Another sense of humor story (there are many): It was a multi-step process beginning with interviews in January with prospective candidates to town board approval in May. Unlike a school district or private enterprise, the mountain of paperwork necessary was an annual event. Once done, it was forwarded to civil service downtown for certification. I remember the call that all candidates had been rejected! Say what?! Contrary to the aphorism, “Poor planning on your part does not constitute an emergency on mine,” indeed, it absolutely was an emergency on my part. Civil service changed the rules in mid-stream, but did not inform us before the fact.

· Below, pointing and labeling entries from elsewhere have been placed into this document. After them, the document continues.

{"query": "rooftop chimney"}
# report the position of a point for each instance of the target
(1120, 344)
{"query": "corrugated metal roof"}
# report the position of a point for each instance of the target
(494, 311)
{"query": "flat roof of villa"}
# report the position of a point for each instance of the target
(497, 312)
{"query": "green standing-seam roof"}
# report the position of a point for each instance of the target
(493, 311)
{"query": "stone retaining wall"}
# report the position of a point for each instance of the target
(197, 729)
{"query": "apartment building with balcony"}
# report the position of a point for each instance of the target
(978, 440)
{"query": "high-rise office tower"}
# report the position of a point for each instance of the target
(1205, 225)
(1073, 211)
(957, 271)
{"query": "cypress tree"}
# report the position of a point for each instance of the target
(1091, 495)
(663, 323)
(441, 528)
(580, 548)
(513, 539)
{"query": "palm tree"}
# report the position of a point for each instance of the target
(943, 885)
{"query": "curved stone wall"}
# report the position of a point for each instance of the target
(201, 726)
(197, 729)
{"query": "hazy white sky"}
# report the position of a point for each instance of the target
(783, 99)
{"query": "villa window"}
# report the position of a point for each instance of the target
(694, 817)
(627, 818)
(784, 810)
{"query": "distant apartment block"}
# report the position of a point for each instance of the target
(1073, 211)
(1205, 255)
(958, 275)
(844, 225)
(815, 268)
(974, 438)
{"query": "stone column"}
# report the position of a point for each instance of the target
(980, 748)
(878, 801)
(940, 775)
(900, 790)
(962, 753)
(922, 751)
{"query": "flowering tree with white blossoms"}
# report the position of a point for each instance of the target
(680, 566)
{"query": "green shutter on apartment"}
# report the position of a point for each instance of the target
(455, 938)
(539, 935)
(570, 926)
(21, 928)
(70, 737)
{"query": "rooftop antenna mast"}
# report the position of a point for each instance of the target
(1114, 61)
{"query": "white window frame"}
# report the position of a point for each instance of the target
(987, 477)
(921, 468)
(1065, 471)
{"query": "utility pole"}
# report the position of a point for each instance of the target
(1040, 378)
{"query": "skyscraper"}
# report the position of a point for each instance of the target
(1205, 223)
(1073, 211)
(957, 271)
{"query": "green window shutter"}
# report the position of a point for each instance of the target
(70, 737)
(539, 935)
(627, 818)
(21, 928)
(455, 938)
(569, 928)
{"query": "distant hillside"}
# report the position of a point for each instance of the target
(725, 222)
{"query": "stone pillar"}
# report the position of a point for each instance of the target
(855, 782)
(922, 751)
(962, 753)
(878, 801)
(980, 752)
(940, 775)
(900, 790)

All 14 titles and job descriptions for 100 employees had to be rewritten. I’m sure the reader has heard tell about taking work home and burning the midnight oil; I ran out of oil! I happily report all were paid in a timely fashion and never the wiser how close they came to not receiving that first paycheck.
I’ll never be able to thank those part-timers enough. Most were working at minimum wage with no bennies, sharing their skills, creativity and elbow grease for the good of the cause from tiny tots to seniors. The playground director who constructed a four-lane cardboard runway at the bottle cap carnival. Kids could place bets on any one of the white mice. Lots of screaming when the race was off and running, but on this occasion not from fright! In another booth kids had to shave a balloon without breaking it; yes, shaving cream does scatter in all directions when you hear the POP! Those same kids from days gone by excited about the carnivals, pony rides, track meets and free sodas are now taking their grandkids to the same parks and pools.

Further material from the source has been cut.